The area of a triangle formed by a tangent to the curve $2 x y=a^2$ and the coordinate axes, is

$a^2$

Let $P(x_1, y_1)$ be a point on the curve

$2 x y=a^2$                  .....(i)

Then,

$2 x_1 y_1=a^2$                  .....(ii)

Now,

$2 x y=a^2 \Rightarrow 2\left(x \frac{d y}{d x}+y\right)=0 \Rightarrow \frac{d y}{d x}=-\frac{y}{x} \Rightarrow\left(\frac{d y}{d x}\right)_P=-\frac{y_1}{x_1}$

The equation of the tangent to (i) at $P(x_1, y_1)$ is

$y-y_1=-\frac{y_1}{x_1}\left(x-x_1\right)$

$\Rightarrow x_1 y-x_1 y_1=-x y_1+x_1 y_1$

$\Rightarrow x y_1+y x_1=2 x_1 y_1 \Rightarrow x y_1+y x_1=a^2$      [Using (ii)]

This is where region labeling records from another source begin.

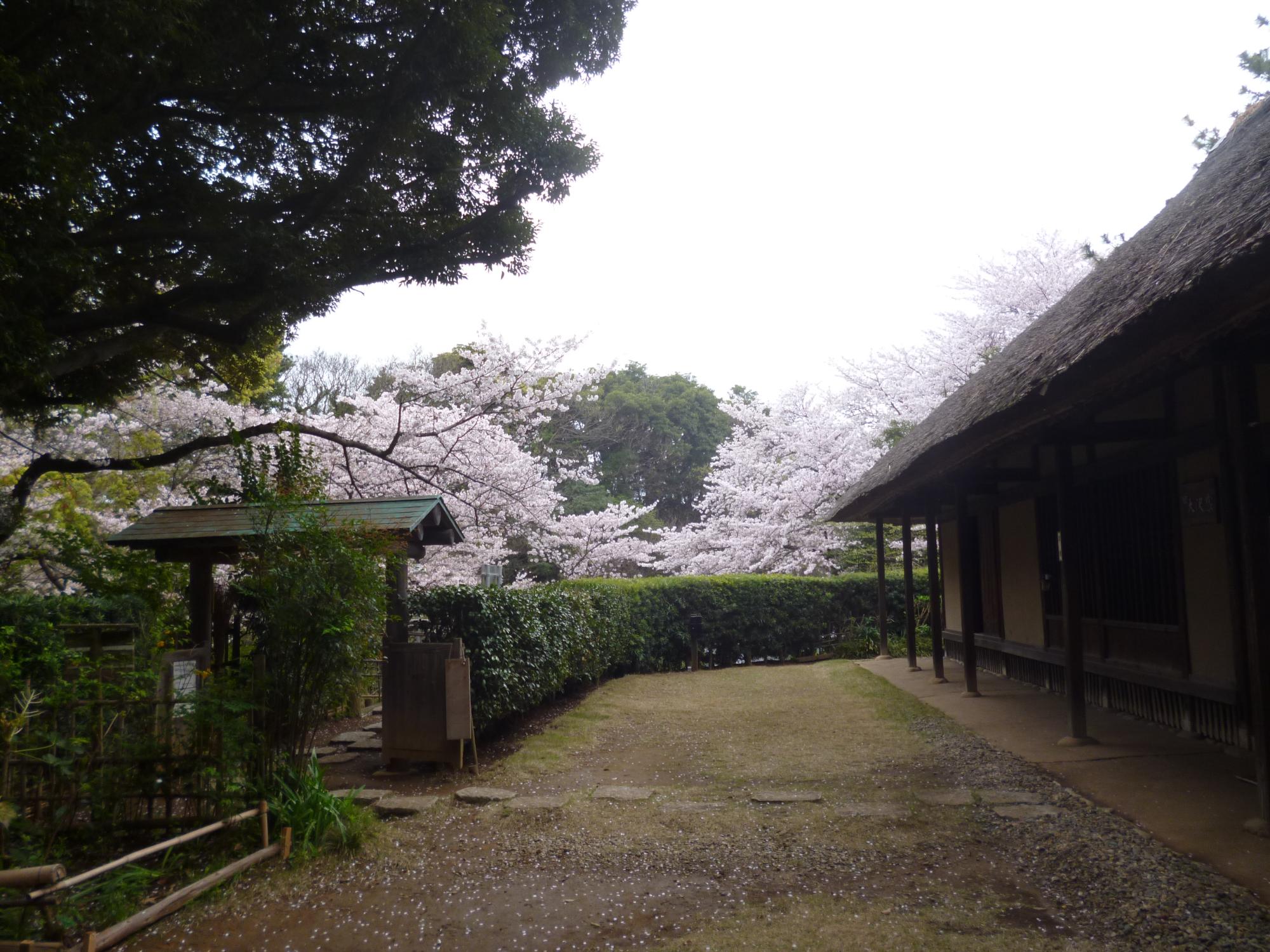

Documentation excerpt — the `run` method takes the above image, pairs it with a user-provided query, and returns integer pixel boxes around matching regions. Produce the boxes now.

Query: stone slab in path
[500,796,569,810]
[318,754,357,767]
[455,787,516,803]
[833,800,908,817]
[591,787,653,800]
[330,731,375,744]
[330,790,392,806]
[375,796,441,816]
[917,787,1045,806]
[749,790,824,803]
[992,803,1063,820]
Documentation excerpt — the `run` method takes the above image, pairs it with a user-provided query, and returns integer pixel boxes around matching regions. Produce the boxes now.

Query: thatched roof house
[833,102,1270,824]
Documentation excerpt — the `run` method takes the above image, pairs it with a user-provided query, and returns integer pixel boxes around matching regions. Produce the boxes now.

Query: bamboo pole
[0,863,66,890]
[28,802,265,899]
[79,842,283,952]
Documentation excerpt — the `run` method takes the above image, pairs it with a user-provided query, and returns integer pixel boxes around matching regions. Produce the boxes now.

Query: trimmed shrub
[410,571,928,731]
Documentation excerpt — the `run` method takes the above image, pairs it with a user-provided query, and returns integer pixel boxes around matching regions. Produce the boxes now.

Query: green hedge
[410,571,926,730]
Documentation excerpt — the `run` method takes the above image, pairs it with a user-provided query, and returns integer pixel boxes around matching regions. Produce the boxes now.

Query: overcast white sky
[291,0,1270,399]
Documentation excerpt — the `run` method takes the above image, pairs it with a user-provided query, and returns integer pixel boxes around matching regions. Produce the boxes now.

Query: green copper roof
[107,496,464,548]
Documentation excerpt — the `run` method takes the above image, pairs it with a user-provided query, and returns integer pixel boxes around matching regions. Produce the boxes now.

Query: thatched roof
[833,102,1270,522]
[105,496,464,550]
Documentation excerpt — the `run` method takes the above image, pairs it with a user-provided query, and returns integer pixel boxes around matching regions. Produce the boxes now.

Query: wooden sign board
[446,658,472,740]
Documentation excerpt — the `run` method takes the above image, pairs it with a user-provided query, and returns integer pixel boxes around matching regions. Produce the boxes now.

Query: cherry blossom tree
[0,336,649,583]
[658,235,1092,575]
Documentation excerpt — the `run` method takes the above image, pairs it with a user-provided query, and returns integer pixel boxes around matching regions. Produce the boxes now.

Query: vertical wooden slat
[956,489,979,697]
[874,519,890,659]
[902,523,922,671]
[926,505,947,684]
[1054,444,1097,746]
[1223,363,1270,833]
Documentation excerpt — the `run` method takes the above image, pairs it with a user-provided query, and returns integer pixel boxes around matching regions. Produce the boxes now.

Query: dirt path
[121,663,1270,952]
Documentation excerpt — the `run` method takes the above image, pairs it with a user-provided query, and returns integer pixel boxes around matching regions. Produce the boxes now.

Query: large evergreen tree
[0,0,631,416]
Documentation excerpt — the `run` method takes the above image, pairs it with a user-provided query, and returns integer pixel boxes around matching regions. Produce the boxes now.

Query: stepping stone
[917,787,1045,806]
[833,801,908,817]
[502,796,569,810]
[749,790,823,803]
[992,803,1063,820]
[330,731,375,744]
[591,787,653,800]
[330,790,392,806]
[318,754,357,767]
[375,796,441,816]
[455,787,516,803]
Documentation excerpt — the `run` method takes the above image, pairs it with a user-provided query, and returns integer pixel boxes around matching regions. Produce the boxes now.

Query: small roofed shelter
[833,100,1270,830]
[107,496,464,647]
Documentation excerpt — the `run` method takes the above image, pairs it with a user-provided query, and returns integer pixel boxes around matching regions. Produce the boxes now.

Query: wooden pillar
[1223,363,1270,835]
[902,514,922,671]
[956,489,979,697]
[189,552,215,647]
[1054,444,1097,746]
[384,543,410,644]
[874,519,890,659]
[926,505,947,684]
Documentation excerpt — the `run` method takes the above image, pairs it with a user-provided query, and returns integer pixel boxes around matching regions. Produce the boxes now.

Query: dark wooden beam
[1223,362,1270,834]
[1054,446,1097,746]
[1045,418,1170,446]
[926,505,947,684]
[874,519,890,659]
[956,490,979,697]
[900,515,922,671]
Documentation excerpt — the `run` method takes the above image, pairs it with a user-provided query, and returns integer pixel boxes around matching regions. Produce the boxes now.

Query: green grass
[500,688,613,774]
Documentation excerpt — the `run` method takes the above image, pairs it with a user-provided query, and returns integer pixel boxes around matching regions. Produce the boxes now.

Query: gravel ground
[121,663,1270,952]
[912,717,1270,949]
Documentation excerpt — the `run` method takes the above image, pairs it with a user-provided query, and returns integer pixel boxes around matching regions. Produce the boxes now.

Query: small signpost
[688,614,701,671]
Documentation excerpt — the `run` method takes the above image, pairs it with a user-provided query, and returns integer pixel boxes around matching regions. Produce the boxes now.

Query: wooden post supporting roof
[926,505,947,684]
[874,519,890,659]
[189,552,216,647]
[1223,363,1270,834]
[956,489,979,697]
[384,545,410,644]
[1054,443,1097,746]
[903,514,922,671]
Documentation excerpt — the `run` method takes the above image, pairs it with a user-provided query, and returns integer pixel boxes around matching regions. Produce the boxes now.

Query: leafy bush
[410,572,926,731]
[269,755,375,857]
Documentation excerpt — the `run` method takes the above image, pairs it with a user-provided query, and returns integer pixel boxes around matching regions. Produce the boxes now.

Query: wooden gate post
[1054,443,1097,748]
[926,505,947,684]
[874,519,890,660]
[902,513,922,671]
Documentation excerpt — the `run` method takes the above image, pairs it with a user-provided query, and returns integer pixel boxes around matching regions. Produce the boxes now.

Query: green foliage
[410,571,926,730]
[544,363,732,526]
[234,501,387,763]
[269,757,375,858]
[410,585,638,730]
[0,0,631,415]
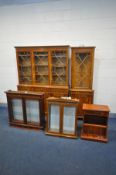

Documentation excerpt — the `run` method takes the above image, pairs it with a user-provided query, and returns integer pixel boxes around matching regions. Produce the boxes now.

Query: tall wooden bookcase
[70,47,95,115]
[16,46,69,112]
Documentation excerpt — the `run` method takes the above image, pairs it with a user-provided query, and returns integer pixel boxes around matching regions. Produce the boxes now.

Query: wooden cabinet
[81,104,110,142]
[16,46,69,86]
[46,97,79,138]
[6,90,45,129]
[71,47,95,89]
[16,46,69,111]
[70,47,95,116]
[70,89,94,118]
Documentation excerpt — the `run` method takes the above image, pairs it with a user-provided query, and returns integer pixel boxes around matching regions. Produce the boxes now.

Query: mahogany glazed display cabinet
[15,46,69,111]
[5,90,45,129]
[46,97,79,138]
[70,47,95,116]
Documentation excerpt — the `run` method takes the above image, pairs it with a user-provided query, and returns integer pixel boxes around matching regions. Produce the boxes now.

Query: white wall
[0,0,116,113]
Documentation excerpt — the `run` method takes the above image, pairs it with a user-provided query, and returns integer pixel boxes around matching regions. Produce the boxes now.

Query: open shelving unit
[81,104,110,142]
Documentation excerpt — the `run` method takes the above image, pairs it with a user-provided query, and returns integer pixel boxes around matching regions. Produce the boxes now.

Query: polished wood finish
[45,97,79,138]
[5,90,45,129]
[81,104,110,142]
[16,46,69,87]
[17,85,68,113]
[70,47,95,118]
[16,46,69,115]
[71,47,95,89]
[70,89,94,118]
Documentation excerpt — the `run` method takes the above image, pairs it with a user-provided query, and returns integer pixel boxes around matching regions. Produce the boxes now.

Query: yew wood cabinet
[15,45,95,116]
[70,47,95,116]
[81,104,110,142]
[6,90,45,129]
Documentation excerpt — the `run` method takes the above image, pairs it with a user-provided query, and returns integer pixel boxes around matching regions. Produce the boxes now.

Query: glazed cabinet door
[33,49,49,85]
[51,49,68,86]
[71,47,94,89]
[62,106,76,135]
[17,49,33,84]
[25,99,40,124]
[48,104,60,133]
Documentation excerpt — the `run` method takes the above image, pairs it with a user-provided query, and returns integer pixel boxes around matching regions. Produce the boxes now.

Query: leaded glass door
[34,51,49,85]
[51,50,67,85]
[11,98,24,122]
[71,47,94,89]
[25,99,40,124]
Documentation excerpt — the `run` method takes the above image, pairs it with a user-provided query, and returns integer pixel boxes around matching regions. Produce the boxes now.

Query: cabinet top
[83,104,110,112]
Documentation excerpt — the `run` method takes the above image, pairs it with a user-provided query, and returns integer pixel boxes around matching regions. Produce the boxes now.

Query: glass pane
[12,99,23,121]
[18,52,32,84]
[74,52,91,88]
[26,100,40,123]
[34,52,49,85]
[49,105,60,132]
[51,51,66,85]
[63,107,76,134]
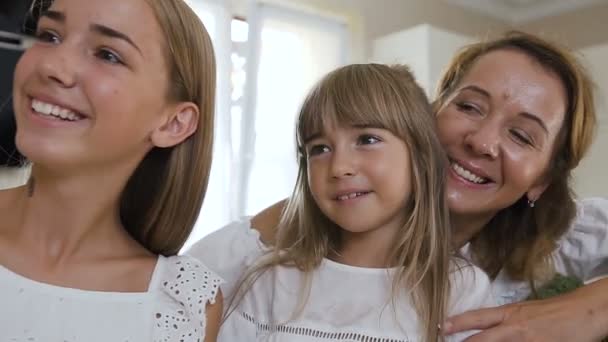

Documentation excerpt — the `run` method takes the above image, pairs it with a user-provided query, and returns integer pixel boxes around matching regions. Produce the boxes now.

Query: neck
[450,212,493,249]
[9,166,139,264]
[331,223,397,268]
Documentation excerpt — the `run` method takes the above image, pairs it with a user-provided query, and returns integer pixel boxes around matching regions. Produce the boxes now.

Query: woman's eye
[36,30,60,44]
[456,102,481,114]
[95,49,124,64]
[510,129,534,146]
[358,134,380,145]
[308,145,329,156]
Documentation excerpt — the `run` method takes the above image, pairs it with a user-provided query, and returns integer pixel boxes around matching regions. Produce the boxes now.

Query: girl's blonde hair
[28,0,216,256]
[120,0,216,255]
[231,64,450,341]
[434,31,596,288]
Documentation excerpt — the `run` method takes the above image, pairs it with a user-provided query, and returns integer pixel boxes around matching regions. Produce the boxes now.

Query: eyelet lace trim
[154,256,223,342]
[241,312,410,342]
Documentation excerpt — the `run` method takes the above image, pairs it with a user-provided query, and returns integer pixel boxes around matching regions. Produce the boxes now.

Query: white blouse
[0,256,222,342]
[490,198,608,304]
[188,219,495,342]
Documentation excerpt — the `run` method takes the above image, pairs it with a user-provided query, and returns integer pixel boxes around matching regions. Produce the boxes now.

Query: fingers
[441,307,506,335]
[465,325,528,342]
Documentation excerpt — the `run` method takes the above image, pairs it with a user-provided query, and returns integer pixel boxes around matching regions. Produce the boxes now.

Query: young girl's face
[305,121,412,239]
[14,0,175,170]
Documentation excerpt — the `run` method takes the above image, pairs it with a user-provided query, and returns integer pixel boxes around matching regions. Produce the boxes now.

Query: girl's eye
[456,102,481,114]
[308,145,329,156]
[358,134,380,145]
[509,129,534,146]
[36,30,60,44]
[95,49,124,64]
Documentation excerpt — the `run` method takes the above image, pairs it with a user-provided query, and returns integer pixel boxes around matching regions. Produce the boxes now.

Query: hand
[442,281,608,342]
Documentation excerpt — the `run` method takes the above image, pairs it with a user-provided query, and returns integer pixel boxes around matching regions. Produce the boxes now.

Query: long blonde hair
[434,31,596,289]
[120,0,216,255]
[230,64,450,341]
[28,0,216,256]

This tangent meets the coordinate axes at

$A\left(a^2 / y_1, 0\right)$ and $B\left(0, a^2 / x_1\right)$

∴  Area of $\triangle O A B=\frac{1}{2} \times O A \times O B$

⇒  Area of $\triangle OAB=\frac{1}{2} \times \frac{a^2}{y_1} \times \frac{a^2}{x_1}=\frac{a^4}{2 x_1 y_1}=a^2$          [Using (i)]